Regret can lead investors to buy investments they wish they had purchased, which in turn fuels a trend-chasing effect. Chasing trends can lead to excessive trading, which in turn creates short-term trends. The disposition effect, which incorporates loss aversion, stems from overconfidence in mean reversion, resulting in selling winners too early and holding onto losers for too long.

Financial Bubbles and Crashes

Typically, in a bubble, the initial behavior is thought to be rational as investors trade according to economic changes or expectations. Later, the investors start to doubt the fundamental value of the underlying asset, at which point the behavior becomes irrational.

In bubbles, investors sometimes exhibit rational behavior—they know they are in a bubble but don’t know where the peak of the bubble is. Or, there are no suitable alternative investments to get into, making it difficult to get out of the current investment. For investment managers, there could be performance or career incentives encouraging them to stay invested in the inflated asset class.

There are several different types of behavior that are evident during bubbles. Investors usually exhibit overconfidence, leading to excessive trading and underestimating the risk involved.

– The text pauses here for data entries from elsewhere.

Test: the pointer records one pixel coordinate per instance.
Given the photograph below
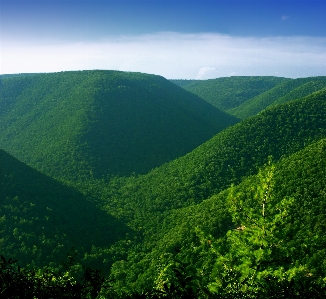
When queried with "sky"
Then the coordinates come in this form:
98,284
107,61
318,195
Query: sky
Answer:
177,39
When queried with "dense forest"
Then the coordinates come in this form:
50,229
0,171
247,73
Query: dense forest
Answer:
128,185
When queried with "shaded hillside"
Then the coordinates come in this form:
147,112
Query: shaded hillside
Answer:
230,155
284,92
194,234
75,125
229,92
41,220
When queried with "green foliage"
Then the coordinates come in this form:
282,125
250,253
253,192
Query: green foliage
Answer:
178,231
82,125
16,282
286,91
230,92
42,219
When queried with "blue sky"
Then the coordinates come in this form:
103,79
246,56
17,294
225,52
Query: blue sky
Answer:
194,39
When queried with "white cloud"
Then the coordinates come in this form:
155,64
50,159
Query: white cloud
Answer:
204,71
174,55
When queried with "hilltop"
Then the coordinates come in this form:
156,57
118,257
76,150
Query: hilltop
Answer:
229,92
92,124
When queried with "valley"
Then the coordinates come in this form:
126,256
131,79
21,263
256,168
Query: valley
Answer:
150,180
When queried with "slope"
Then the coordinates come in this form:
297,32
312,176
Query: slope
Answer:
230,92
74,125
41,220
282,93
186,235
232,154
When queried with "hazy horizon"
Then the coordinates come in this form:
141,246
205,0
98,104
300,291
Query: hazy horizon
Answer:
175,39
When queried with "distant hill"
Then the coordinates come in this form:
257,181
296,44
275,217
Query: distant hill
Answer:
230,92
284,92
226,158
75,125
42,220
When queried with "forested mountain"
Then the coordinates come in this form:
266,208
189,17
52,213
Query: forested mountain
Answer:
246,96
229,92
75,125
226,158
282,93
219,219
42,219
192,236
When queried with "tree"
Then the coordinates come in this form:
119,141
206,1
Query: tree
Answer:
253,260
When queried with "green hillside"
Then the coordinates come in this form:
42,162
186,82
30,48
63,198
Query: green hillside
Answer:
42,220
229,92
229,156
284,92
195,236
74,125
162,205
214,219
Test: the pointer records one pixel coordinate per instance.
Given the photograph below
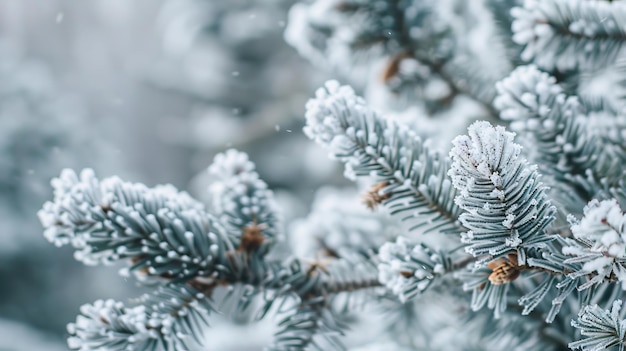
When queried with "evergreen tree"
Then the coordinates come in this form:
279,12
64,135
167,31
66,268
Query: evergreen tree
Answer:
512,238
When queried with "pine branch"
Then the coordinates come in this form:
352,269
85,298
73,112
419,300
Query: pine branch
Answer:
506,208
309,319
602,328
561,137
570,34
242,202
394,31
166,317
165,233
370,146
408,270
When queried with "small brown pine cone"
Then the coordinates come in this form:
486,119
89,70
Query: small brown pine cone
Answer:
504,270
372,198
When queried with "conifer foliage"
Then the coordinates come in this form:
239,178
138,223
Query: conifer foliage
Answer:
520,222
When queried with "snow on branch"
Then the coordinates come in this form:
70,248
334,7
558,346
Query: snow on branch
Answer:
601,243
506,207
407,269
603,328
564,140
166,317
412,179
242,201
570,34
164,232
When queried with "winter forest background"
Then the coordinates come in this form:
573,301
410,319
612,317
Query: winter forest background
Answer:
153,90
130,88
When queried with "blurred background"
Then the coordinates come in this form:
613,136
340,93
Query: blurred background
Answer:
149,90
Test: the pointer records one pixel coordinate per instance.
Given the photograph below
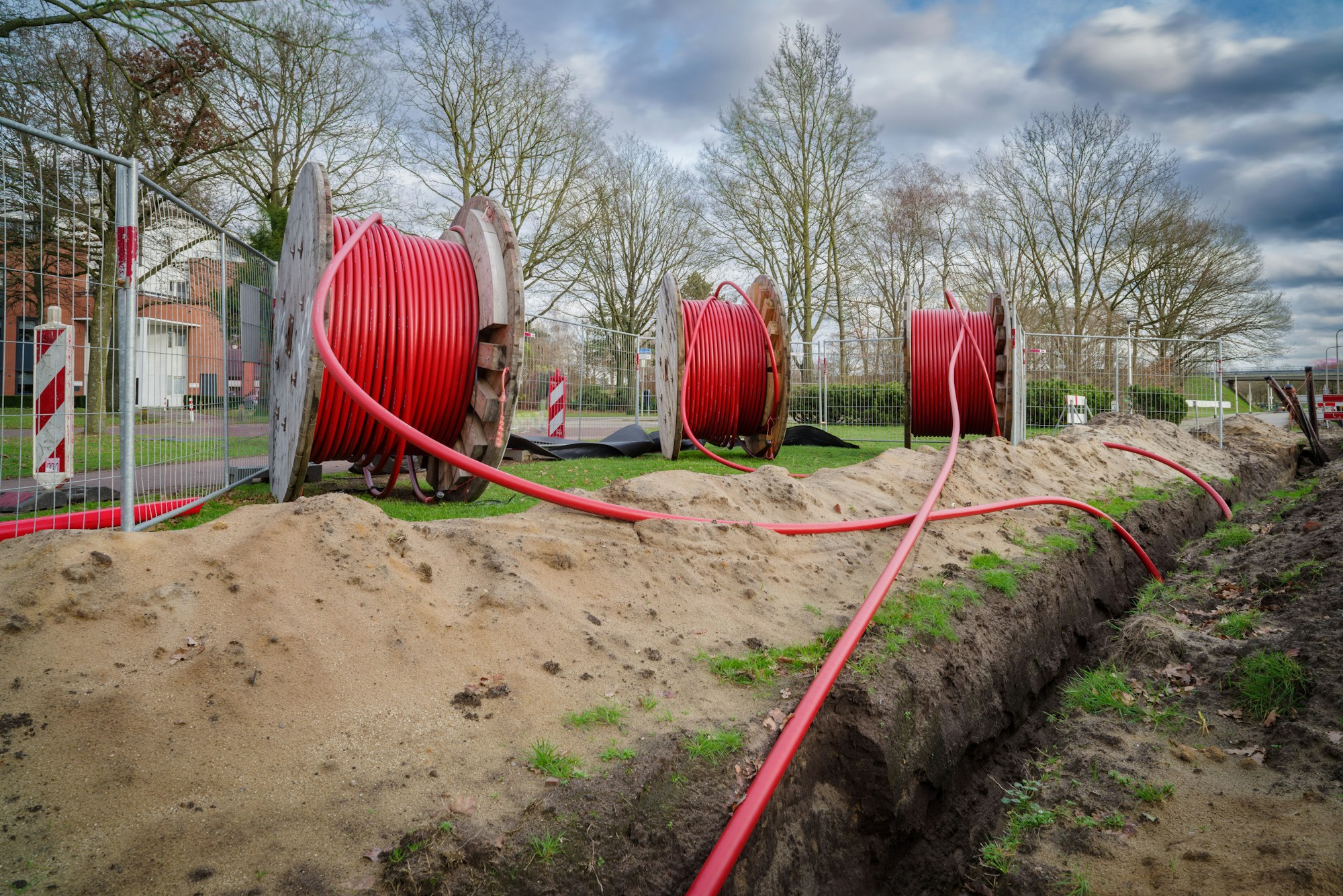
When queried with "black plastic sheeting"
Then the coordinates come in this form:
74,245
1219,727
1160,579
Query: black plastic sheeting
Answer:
632,442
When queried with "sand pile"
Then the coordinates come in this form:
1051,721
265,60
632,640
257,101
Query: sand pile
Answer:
271,697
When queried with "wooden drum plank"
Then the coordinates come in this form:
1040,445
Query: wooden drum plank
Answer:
671,360
296,366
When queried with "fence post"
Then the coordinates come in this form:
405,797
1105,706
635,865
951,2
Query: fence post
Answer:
1219,396
224,346
128,184
582,370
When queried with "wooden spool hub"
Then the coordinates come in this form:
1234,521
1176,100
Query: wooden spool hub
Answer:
1001,317
297,368
671,368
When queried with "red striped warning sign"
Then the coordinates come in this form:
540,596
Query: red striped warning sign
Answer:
53,409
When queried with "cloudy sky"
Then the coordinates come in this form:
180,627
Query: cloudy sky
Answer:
1248,94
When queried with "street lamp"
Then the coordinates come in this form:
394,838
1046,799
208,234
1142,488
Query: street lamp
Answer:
1131,329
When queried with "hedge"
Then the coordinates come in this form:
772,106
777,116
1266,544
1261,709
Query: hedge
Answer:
1158,403
867,404
1047,400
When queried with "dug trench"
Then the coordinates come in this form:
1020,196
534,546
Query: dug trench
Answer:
268,703
890,792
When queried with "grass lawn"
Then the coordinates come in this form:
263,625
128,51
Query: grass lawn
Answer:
1205,389
562,474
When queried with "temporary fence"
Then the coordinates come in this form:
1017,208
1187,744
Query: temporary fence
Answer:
169,318
1072,377
605,377
856,388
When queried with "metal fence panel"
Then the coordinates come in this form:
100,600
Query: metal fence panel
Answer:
58,230
864,388
608,380
1072,377
159,380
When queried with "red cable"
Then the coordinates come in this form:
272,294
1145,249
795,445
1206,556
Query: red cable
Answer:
931,337
739,828
1221,502
727,385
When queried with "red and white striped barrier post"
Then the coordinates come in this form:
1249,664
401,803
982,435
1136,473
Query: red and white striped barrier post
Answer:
555,407
53,407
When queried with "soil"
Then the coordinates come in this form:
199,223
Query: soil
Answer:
269,703
1256,800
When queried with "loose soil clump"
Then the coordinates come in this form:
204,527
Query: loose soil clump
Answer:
1201,750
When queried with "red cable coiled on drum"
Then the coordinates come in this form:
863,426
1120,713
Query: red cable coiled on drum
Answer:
404,322
933,336
726,384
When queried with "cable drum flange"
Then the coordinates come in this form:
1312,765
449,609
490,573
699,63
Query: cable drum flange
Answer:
763,438
481,228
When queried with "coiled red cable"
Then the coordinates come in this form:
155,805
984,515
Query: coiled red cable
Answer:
404,321
734,839
734,366
933,336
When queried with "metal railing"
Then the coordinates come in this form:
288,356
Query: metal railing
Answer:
170,317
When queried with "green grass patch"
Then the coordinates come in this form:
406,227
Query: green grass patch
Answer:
1154,595
617,754
1268,682
547,847
1239,624
606,714
1302,575
1107,690
1001,580
988,560
1145,791
761,667
925,611
712,746
553,762
1230,536
1119,506
589,474
1062,544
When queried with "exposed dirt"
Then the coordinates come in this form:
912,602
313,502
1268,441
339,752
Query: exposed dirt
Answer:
256,705
1256,799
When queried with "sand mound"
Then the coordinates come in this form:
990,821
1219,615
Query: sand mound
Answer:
280,691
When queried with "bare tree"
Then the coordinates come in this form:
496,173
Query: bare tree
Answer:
1209,285
643,220
143,102
1074,191
792,158
914,242
303,94
492,118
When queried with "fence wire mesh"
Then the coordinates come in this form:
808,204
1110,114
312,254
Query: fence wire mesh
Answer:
1070,379
608,381
201,321
58,231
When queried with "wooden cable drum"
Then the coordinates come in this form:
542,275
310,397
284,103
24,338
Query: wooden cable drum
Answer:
753,372
929,332
461,381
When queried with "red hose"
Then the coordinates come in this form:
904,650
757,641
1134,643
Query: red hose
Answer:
404,321
105,518
739,828
1227,511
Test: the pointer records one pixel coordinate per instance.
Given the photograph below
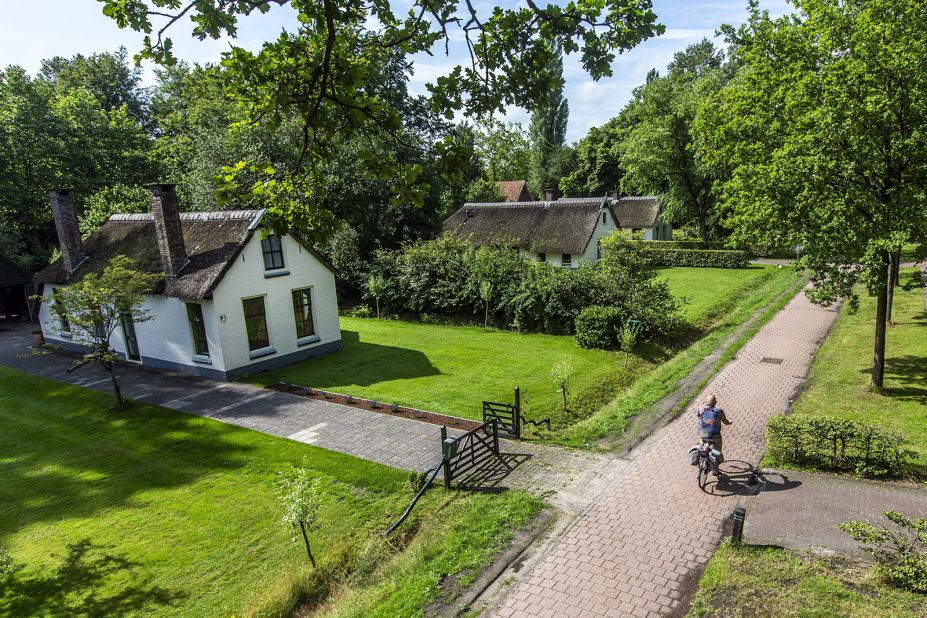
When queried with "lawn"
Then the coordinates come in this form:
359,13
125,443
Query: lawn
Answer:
839,379
157,513
452,369
774,583
704,289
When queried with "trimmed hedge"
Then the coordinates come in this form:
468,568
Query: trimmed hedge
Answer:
697,257
597,327
683,244
842,445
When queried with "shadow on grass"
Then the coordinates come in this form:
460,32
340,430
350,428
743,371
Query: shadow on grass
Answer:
360,363
911,373
84,584
65,455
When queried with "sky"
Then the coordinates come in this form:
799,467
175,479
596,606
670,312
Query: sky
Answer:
31,31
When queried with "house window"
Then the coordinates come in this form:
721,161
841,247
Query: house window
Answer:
273,252
128,333
256,323
302,310
198,328
60,312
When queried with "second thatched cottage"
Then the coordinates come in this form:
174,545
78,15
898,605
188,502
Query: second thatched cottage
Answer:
561,232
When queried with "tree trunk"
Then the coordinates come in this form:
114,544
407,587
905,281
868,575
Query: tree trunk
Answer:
302,527
890,289
120,402
878,355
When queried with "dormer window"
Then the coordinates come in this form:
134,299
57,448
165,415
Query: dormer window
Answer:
273,253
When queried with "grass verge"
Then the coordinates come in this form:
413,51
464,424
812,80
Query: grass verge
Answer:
157,513
749,581
838,382
611,422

Portfolios become concentrated, and investors reject contradictory information. Overconfidence is linked to the confirmation bias, in which investors look for evidence that confirms their beliefs and ignore evidence that contradicts their beliefs. Self-attribution bias is also present when investors take personal credit for the success of their trades.

Hindsight bias is present when the investor looks back at what happened and says, “I knew it all along.” Regret aversion is present when an investor does not want to regret missing out on all the gains everyone else seems to be enjoying.

The disposition effect is prevalent when investors are more willing to sell winners and hold onto losers, leading to the excessive trading of winning stocks.

Value vs. Growth

Two anomalies discussed by Fama and French are associated with the outperformance of value and growth stocks. Value stocks have low price-to-earnings ratios, high book-to-market values, and low price-to-dividend ratios, with growth stocks having the opposite characteristics.

Other studies have offered behavioral explanations, identifying the value and growth anomalies as a mispricing rather than an adjustment for risk. 

In the halo effect, the investor transfers favorable company attributes into thinking that the stock is a good buy. This is a form of representativeness in which investors extrapolate past performance into future expected returns, leading growth stocks to become overvalued.

The home bias anomaly is one where investors favor investing in their domestic country as compared to foreign countries. This also pertains to companies that are located closer to the investor.